Viens près de moi, on se tiendra chaud...

Catherine obéit, plia les genoux et se laissa tomber auprès de la vieille qui partagea généreusement avec elle son manteau rapiécé.

— Tu viens de loin ? demanda-t-elle curieuse.

— Des marches de Bourgogne, répondit Catherine qui n'osait pas se déclarer bourguignonne.

— Tu es jeunette pour les grandes routes ! Et tu viens prier toi aussi au tombeau du grand Saint ?

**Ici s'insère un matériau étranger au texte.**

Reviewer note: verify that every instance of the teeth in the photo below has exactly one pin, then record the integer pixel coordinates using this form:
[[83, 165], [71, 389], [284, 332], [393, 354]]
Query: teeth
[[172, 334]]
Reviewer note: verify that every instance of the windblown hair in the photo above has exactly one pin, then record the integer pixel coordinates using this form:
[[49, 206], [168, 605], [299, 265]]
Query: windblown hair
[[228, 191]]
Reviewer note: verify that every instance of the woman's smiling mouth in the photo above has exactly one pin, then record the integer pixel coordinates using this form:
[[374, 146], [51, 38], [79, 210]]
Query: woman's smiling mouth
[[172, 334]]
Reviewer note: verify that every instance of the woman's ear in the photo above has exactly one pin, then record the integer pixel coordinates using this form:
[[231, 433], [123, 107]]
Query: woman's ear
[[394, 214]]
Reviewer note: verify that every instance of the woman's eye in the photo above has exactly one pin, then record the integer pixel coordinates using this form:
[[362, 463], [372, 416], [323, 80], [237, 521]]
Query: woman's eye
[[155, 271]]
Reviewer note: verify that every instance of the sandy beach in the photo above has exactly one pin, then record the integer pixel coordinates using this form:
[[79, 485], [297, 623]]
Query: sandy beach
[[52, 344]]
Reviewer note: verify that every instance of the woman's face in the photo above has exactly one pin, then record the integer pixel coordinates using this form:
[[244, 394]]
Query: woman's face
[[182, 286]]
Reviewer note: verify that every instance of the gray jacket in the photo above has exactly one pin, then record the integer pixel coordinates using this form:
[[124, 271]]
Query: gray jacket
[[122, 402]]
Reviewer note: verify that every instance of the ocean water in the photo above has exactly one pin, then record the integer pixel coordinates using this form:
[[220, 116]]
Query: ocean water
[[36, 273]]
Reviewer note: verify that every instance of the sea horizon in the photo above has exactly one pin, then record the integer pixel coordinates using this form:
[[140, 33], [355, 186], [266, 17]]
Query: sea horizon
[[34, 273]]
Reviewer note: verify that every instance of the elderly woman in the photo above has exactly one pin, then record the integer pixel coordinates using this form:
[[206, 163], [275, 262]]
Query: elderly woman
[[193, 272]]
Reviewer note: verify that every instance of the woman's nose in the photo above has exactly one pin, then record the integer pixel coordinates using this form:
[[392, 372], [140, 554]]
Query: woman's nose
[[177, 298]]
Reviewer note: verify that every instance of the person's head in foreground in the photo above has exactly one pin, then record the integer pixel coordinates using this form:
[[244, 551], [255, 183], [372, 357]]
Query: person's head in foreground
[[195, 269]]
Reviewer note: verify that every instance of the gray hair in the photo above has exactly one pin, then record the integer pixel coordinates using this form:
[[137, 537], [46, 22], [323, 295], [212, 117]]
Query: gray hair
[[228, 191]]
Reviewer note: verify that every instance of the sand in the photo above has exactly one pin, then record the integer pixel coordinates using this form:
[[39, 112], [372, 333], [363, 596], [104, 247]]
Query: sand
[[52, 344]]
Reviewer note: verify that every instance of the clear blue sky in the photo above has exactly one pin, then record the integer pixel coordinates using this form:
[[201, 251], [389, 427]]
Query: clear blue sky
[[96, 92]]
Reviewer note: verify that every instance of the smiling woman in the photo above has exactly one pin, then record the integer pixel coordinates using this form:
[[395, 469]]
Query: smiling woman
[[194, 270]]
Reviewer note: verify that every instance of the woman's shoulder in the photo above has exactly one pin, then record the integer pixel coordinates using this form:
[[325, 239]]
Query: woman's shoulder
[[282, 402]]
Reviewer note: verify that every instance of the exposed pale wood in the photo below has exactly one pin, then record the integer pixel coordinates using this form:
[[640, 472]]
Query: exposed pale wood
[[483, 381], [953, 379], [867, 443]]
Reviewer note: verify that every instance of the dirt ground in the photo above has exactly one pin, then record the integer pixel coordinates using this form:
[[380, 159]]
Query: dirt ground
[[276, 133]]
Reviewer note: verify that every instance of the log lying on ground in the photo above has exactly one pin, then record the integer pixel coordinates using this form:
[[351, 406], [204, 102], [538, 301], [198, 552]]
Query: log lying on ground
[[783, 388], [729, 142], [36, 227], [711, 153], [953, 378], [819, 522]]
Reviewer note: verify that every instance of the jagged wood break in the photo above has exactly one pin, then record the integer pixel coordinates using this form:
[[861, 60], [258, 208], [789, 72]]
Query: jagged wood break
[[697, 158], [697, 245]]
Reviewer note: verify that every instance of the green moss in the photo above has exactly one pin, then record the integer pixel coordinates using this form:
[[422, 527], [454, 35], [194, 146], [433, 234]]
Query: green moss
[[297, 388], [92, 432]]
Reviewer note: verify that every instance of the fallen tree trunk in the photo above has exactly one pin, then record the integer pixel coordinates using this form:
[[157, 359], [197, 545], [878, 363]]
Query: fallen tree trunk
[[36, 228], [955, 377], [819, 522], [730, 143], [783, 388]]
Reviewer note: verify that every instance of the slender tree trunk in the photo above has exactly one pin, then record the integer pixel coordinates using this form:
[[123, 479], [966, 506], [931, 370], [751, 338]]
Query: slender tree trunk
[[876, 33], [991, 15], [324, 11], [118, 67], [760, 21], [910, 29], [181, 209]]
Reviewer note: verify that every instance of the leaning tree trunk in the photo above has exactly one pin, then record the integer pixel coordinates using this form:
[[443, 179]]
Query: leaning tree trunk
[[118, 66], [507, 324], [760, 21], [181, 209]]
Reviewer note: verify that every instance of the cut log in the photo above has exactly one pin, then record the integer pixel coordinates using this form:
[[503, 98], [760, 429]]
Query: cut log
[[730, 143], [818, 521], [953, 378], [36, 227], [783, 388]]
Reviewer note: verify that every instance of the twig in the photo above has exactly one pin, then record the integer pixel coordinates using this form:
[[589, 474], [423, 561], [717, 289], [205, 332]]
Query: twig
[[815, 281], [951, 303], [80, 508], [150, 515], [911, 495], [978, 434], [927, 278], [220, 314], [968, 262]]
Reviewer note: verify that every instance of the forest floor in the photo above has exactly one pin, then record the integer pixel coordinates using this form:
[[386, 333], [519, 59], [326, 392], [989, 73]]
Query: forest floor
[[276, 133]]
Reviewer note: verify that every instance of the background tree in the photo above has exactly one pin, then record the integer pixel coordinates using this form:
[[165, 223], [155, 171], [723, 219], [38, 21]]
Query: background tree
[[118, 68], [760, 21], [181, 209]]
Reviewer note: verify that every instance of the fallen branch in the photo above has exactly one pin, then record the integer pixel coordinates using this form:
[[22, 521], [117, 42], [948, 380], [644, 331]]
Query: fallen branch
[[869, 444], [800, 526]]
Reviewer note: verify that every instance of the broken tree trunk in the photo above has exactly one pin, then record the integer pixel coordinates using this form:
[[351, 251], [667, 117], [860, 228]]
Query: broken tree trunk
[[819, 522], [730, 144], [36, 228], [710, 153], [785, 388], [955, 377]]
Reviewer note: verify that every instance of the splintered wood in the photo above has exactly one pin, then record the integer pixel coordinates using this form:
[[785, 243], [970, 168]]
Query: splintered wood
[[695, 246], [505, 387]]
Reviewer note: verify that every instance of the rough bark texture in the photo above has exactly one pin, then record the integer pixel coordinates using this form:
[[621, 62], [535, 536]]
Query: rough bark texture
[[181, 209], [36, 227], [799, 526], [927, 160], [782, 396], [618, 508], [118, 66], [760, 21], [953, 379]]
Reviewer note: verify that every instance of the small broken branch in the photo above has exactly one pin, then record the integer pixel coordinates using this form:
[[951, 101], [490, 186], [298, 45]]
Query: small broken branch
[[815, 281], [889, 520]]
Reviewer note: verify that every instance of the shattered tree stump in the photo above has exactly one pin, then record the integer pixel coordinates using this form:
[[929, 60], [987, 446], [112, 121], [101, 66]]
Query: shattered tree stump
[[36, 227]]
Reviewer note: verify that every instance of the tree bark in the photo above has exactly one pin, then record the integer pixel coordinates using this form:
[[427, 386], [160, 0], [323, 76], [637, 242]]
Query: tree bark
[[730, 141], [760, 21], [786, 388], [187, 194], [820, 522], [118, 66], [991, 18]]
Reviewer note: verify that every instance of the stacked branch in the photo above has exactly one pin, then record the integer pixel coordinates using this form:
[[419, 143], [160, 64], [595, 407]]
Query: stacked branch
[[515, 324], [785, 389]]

— Je vais à Orléans ! fit Catherine durement, espérant ainsi que la vieille, vexée, la laisserait tranquille. Mais, tout au contraire, elle vit tout à coup les yeux pâles de la vieille briller comme des étoiles. Elle se pencha vers elle et murmura :

— Ah... tu n'es pas la seule ! Toi aussi tu veux assister au miracle ?

— Le miracle ?

— Allons ! fit la vieille avec un clignement d'yeux entendu et un léger coup de coude, ne fais pas celle qui ne comprend pas ! Toutes les petites gens du val de Loire savent qu'Orléans sera délivré par une envoyée de Dieu, une pucelle venue de Lorraine, jusqu'à Chinon où est notre gentil sire.

Elle lui a dit qu'avec l'aide du Seigneur elle bouterait l'Anglais hors de France et elle lèverait le siège d'Orléans.

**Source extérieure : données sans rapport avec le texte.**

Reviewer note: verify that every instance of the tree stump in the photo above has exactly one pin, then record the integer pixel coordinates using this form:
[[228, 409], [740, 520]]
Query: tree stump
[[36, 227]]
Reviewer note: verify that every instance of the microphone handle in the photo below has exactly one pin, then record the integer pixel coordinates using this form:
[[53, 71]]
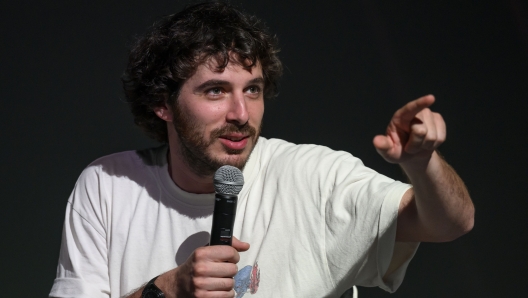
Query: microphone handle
[[223, 219]]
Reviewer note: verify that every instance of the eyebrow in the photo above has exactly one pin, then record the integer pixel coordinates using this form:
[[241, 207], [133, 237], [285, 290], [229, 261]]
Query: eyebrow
[[214, 83]]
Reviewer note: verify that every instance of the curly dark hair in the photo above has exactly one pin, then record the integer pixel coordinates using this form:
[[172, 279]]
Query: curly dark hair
[[162, 60]]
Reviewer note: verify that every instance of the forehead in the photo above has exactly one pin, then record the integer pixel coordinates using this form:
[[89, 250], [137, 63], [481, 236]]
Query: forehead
[[233, 72]]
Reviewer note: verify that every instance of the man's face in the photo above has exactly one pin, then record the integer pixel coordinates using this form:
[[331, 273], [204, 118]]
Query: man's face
[[218, 115]]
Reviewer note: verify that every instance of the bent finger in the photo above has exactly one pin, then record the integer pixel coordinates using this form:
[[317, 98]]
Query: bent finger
[[213, 283], [239, 245], [416, 138], [406, 114]]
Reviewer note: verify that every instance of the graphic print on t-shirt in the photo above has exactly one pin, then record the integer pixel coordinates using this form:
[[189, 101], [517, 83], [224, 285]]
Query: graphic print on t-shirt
[[247, 278]]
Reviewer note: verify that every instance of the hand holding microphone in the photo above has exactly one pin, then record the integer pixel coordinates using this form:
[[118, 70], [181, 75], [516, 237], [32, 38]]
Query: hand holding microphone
[[209, 270], [228, 182]]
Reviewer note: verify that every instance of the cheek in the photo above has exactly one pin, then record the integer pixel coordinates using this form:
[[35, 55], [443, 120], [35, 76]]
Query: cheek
[[208, 115], [256, 111]]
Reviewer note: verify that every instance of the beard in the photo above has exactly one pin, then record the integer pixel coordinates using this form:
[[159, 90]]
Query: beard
[[193, 144]]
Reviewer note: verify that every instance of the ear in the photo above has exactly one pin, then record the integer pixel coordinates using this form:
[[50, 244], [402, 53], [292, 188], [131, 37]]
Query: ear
[[164, 112]]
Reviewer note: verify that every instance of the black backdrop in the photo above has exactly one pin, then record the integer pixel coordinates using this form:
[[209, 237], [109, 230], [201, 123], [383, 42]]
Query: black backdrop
[[348, 66]]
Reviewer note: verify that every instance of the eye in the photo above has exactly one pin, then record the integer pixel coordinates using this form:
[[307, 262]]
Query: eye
[[253, 89], [214, 91]]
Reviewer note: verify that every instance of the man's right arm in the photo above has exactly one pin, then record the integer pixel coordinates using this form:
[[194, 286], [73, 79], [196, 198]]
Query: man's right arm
[[208, 272]]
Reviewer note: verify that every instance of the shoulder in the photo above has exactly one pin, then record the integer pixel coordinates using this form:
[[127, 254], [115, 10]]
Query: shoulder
[[280, 152], [121, 171], [126, 162]]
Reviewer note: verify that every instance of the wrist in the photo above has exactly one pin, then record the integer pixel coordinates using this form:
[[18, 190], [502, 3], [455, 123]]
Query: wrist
[[166, 283]]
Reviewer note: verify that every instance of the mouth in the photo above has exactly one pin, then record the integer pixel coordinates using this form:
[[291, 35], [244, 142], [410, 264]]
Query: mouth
[[234, 141]]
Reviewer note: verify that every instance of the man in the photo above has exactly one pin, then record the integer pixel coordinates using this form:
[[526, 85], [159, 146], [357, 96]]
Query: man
[[317, 220]]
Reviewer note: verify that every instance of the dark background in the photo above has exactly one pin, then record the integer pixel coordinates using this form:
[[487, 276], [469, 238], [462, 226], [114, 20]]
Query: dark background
[[348, 66]]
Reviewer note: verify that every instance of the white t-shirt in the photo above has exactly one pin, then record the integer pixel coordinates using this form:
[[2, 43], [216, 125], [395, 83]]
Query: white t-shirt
[[318, 222]]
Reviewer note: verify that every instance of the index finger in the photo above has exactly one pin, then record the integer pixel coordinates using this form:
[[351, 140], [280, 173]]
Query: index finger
[[407, 113], [218, 253]]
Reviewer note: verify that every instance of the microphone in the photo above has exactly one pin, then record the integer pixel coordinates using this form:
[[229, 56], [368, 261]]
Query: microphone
[[228, 182]]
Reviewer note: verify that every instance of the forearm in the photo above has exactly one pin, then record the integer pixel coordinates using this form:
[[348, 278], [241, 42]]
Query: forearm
[[440, 205], [166, 282]]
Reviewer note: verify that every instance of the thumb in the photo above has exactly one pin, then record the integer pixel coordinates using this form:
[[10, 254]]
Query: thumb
[[239, 245], [383, 144]]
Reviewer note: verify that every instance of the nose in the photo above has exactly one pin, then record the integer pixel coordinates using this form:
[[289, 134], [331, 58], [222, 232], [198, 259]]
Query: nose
[[238, 113]]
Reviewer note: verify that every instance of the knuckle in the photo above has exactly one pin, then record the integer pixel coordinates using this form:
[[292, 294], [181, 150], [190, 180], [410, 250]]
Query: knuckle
[[198, 283], [201, 269], [420, 131], [226, 283]]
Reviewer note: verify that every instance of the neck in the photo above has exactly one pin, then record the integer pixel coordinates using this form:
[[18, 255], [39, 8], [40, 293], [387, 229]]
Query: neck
[[183, 176]]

— C'est un conte pour les petits enfants ! fit Catherine avec un sourire indulgent.

Du coup la vieille devint rouge jusqu'à son bonnet.

Un conte ? Aussi vrai que je m'appelle Bertille la dentellière, c'est la vraie vérité du Bon Dieu. Il y en a ici même qui l'ont vue, Jehanne la pucelle, quand elle s'en est venue à Chinon avec six hommes d'armes. Elle portait habit de garçon mais elle est toute jeunette, et belle comme un ange du Seigneur et, dans ses yeux, il y a tout le ciel avec toute sa lumière. La preuve même que, dans Orléans, les capitaines l'espèrent déjà et que Monseigneur le Bâtard a dit à ses bonnes gens qu'il leur fallait avoir bon courage, que Dieu leur enverrait des vivres et du secours... Paraît que le roi l'a envoyée à Poitiers, la Pucelle, pour que les évêques et les clercs du royaume la voient et lui rendent justice. Mais bientôt elle entrera dans Orléans... Je sais bien, moi, que si je n'étais pas si vieille, j'irais tout droit dans la ville investie pour la voir. Seulement mes pauvres jambes ne me porteraient même pas jusque-là et je mourrais en route. Alors, j'aime mieux rester ici, à prier pour ses armes, à l'ange du royaume !...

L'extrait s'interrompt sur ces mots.